I should make it known that the following information was taken from a less than well known website http://www.football-stadiums.co.uk A famous old English footballing name. But not one of the originals, if I’m not mistaken – Aston Villa, Everton, Stoke (who would later become Stoke City), Blackburn Rovers, Preston North End, Accrington, – they were dissolved 8 years after the first season as they refused to be relegated. Bolton Wanderers, Burnley, Notts County, Derby County, West Bromwich Albion and Wolverhampton Wanderers. Just a point for everyone. Not one BIG 6 amongst them. Further more if anyone is really interested the first season/match took place on the 8th of September 1888. However the FA has a different picture and I lean towards that.

2021-04-26T08:48:53+00:00

Buddy

Roar Rookie


Wasn’t that long ago that Accrington Stanley were non league and virtually bankrupt!
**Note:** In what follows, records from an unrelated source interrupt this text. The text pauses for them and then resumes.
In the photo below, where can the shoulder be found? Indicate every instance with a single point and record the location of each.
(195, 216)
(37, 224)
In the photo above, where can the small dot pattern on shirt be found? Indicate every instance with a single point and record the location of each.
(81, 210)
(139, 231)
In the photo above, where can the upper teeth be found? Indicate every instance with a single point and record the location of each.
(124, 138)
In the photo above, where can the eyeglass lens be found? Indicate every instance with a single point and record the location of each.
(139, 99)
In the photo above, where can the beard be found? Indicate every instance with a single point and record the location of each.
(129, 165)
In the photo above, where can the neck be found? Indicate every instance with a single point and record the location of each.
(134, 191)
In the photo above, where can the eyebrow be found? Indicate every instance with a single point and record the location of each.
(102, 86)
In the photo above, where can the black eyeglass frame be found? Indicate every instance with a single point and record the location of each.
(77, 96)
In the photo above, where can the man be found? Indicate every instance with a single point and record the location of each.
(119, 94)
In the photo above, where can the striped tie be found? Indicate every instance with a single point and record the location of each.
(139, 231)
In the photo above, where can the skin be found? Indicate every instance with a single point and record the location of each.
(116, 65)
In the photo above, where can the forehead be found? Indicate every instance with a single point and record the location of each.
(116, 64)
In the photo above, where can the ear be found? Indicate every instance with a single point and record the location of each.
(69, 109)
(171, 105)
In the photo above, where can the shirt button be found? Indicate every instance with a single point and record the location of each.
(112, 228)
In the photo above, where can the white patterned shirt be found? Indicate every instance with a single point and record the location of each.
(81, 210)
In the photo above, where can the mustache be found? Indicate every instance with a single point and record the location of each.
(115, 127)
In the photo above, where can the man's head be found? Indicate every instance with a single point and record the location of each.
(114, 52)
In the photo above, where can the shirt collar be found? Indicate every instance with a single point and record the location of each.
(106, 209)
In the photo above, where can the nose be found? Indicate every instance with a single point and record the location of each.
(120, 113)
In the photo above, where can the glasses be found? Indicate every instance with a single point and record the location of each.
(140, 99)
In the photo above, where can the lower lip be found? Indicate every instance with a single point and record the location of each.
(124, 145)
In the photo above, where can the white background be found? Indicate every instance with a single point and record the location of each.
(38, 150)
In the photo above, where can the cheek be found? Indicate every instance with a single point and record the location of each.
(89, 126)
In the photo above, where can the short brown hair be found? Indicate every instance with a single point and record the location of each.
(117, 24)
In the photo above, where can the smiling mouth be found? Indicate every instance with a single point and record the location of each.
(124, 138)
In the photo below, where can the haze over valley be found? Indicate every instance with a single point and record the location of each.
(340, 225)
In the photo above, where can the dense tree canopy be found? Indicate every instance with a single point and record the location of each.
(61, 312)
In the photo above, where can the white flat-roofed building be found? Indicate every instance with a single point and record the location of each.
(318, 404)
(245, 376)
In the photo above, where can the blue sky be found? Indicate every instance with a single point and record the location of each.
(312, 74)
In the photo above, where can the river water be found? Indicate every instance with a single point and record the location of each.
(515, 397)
When I was growing up in the uk, many coach companies didn’t want to be associated with football clubs as there was a tendency to “brick them” - definitely if your team lost, but sometimes for no reason.

2021-04-26T08:30:00+00:00

jamesb

Roar Guru


I would actually prefer the ACL to be done in a tournament format over a month rather than the scattered scheduling over the course of a calendar year.

2021-04-26T08:27:35+00:00

pacman

Roar Rookie


From my observations on occasional visits to the UK, many clubs have their own luxury coach (bus) and, yes, overnight accommodation is often featured. When clubs such as Accrington Stanley have a luxury coach the envy of most bus travellers throughout the world, well, you get the picture. A different world indeed!

2021-04-26T08:22:44+00:00

Waz

Roar Rookie


Talking of “out of touch” ... in the wake of this debacle Tony Sage goes and floats the idea on a SE Asia “Super League” again .... :unhappy:

2021-04-26T07:34:36+00:00

Buddy

Roar Rookie


JB - I suppose you could say that the beginning of euro competitions was in fct very similar to the idea of some kind of Super League so in effect, the pushing and shoving has gone on for much longer than I mentioned. What I was getting at though was that even though before the advent of EPL, when you were in the lowest division in the league you knew you were in division four, not League 2 - we had three European competitions that catered for league champions, domestic cup winners, and a mixture of League cup winners, higher placed teams in division and even as a prize for fair play! However, none of that was seen as enough and I clearly remember so many arguments raging back from early 80’s onwards. In the UK in those days, Liverpool was the only team that was being touted. For all. Manchester United’s worth as a business, their football did not warrant an invite but the whole thing was on a smaller scale and was never announced as a viable concern. What it did do was to begin the change in thinking, in prize money, revenue from television etc and then ultimately the format. Not sure that any of it has been an improvement on what we had though. At least when it was the European Cup you knew the champions were domestic and euro champions and had a chance to be world champion club side too. These days, it is somewhat meaningless. Maybe the champions League should be renamed “the European super league” - now there’s an idea!

2021-04-26T07:27:15+00:00

NoMates

Roar Rookie


Asia should have a super league with west Asia's being omitted, include Oceania teams and it could be the next big thing.